The recent article "Wyoming could be facing tough questions on highway funding this interim" addresses an important issue with misleading statements that actual figures and common sense show to be false.
The article states "...shifts in the status quo like increasing fuel efficiency, the advent of electric cars and shrinking prices on a gallon of gasoline have offset any new funding the tax may have brought". First, lower prices of gas do not reduce the tax effectiveness and the increase was 10 cents per gallon. If anything, lower gas prices encourage people to buy more gas and increase the amount of tax collected. Secondly, no mention of Wyoming's mineral excise tax which is the main source of the dwindling highway funds. Thirdly, Wyoming has yet to reach 1 percent of vehicles registering as electric cars, and owners of electric vehicles in Wyoming have paid the same amount as fuel efficient vehicles into the Highway Trust Fund via an extra annual registration fee. So no significant impact on highway funds there.

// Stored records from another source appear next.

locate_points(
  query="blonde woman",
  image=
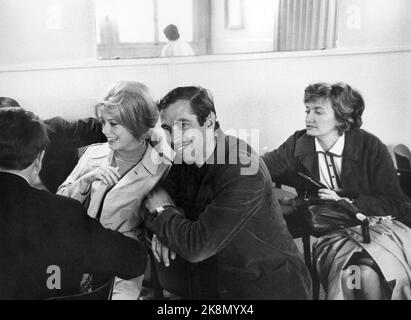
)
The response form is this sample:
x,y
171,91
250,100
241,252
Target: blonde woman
x,y
112,179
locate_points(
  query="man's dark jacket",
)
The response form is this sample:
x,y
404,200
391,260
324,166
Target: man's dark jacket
x,y
62,154
228,231
367,174
39,230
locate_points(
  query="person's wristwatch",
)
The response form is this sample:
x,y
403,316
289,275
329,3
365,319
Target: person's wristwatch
x,y
157,211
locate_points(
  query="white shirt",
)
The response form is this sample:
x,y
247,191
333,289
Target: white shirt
x,y
330,163
177,48
17,174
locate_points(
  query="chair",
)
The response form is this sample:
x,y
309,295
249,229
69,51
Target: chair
x,y
405,181
402,157
103,292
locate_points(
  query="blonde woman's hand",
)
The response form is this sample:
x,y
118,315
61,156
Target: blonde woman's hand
x,y
106,174
161,252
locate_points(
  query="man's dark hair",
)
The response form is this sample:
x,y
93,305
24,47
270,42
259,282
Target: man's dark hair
x,y
171,32
201,102
22,137
6,102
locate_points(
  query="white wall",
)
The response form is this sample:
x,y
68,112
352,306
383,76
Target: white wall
x,y
257,35
374,23
46,30
265,94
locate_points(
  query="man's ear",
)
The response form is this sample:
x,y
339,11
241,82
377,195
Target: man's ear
x,y
210,122
39,160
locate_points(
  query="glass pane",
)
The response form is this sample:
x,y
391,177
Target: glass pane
x,y
178,12
135,20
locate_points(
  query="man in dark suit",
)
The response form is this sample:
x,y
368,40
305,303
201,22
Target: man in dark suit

Despite the fact the impact of electric vehicles is little more than a red herring, the article goes on to state "As traditional sources of revenue like gas taxes have become ineffective in an age of electric cars... other states have begun... like Wyoming did this year, increasing the cost of registering electric vehicles that in theory are exempt from fuel taxes." This implies WY electric vehicle owners do not contribute to the Highway Trust Fund, ignoring the fee they have paid for the last four years to offset their lack of fuel purchase. This also implies that the electric vehicle fee increase is a viable solution to addressing Wyoming's $135 million shortfall. So what is the revenue increase to our Highway Fund for this "solution?" The Wyoming Department of Transport estimates that fee increase will result in $128,650/year for the state. That is less than 0.1 percent of the annual shortfall this article cites. So yes, it is quite true that Wyoming "may have to do even more in order to maintain its roads" if it hopes to raise the remaining 99.9 percent of the shortfall.
The title of the article correctly identifies a serious problem, but the text leaves readers with the impression that the Wyoming Legislature is making laws that effectively do something to address this issue. The reality is that the Legislature just passed a law that is barely a fig leaf over a massive budgetary problem. Further, it is a poorly thought out fig leaf that targets a group too small to be politically important and picks winners and losers in terms of technologies. It is articles like this that allow politicians to pretend they are addressing a problem and forsake the politically difficult decisions around systematically changing the way the Highway Fund raises revenue before it becomes a crisis.
I hope the Star-Tribune corrects this perception and in the future considers the actual numbers when treating important issues like this one.